Structure and Energetics of Benzene Adsorbed on Transition-Metal Surfaces: Density-Functional Theory with Screened van der Waals Interactions
ORAL
Abstract
The adsorption of benzene on metal surfaces is an important benchmark system for more complex hybrid inorganic/organic interfaces. Here, the recently developed DFT+vdW$\rm^{surf}$ method (density-functional theory including screened van der Waals (vdW) interactions) [1] is used to study the structure and energetics of benzene on transition-metal surfaces (Cu, Ag, Au, Pd, Pt, Rh, and Ir). Benzene adsorbs in a planar configuration at coinage metal surfaces, with almost zero distortion and a flat potential-energy surface. In contrast, benzene is strongly bound to the (111) surface of Pd, Pt, Rh, and Ir, and located at the bridge-30$^\circ$ site. The vdW interactions significantly enhance the binding energy by more than 0.75 eV for all metals.
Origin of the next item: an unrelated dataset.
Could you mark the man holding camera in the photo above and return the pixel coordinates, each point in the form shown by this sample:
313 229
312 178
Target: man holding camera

The screening of the vdW energy plays a critical role in coinage metals, shortening the equilibrium distance by 0.2 {\AA}, and lowering the binding energy by 0.25 eV. The validity of our results is confirmed by comparison with calculations using the random-phase approximation including renormalized single excitations (EX+cRPA+rSE scheme [2]), and the experimental data from temperature-programmed desorption and calorimetry measurements. [1] V. G. Ruiz-L\'{o}pez et al., submitted. [2] X. Ren et al., Phys. Rev. Lett. 106, 153003 (2011).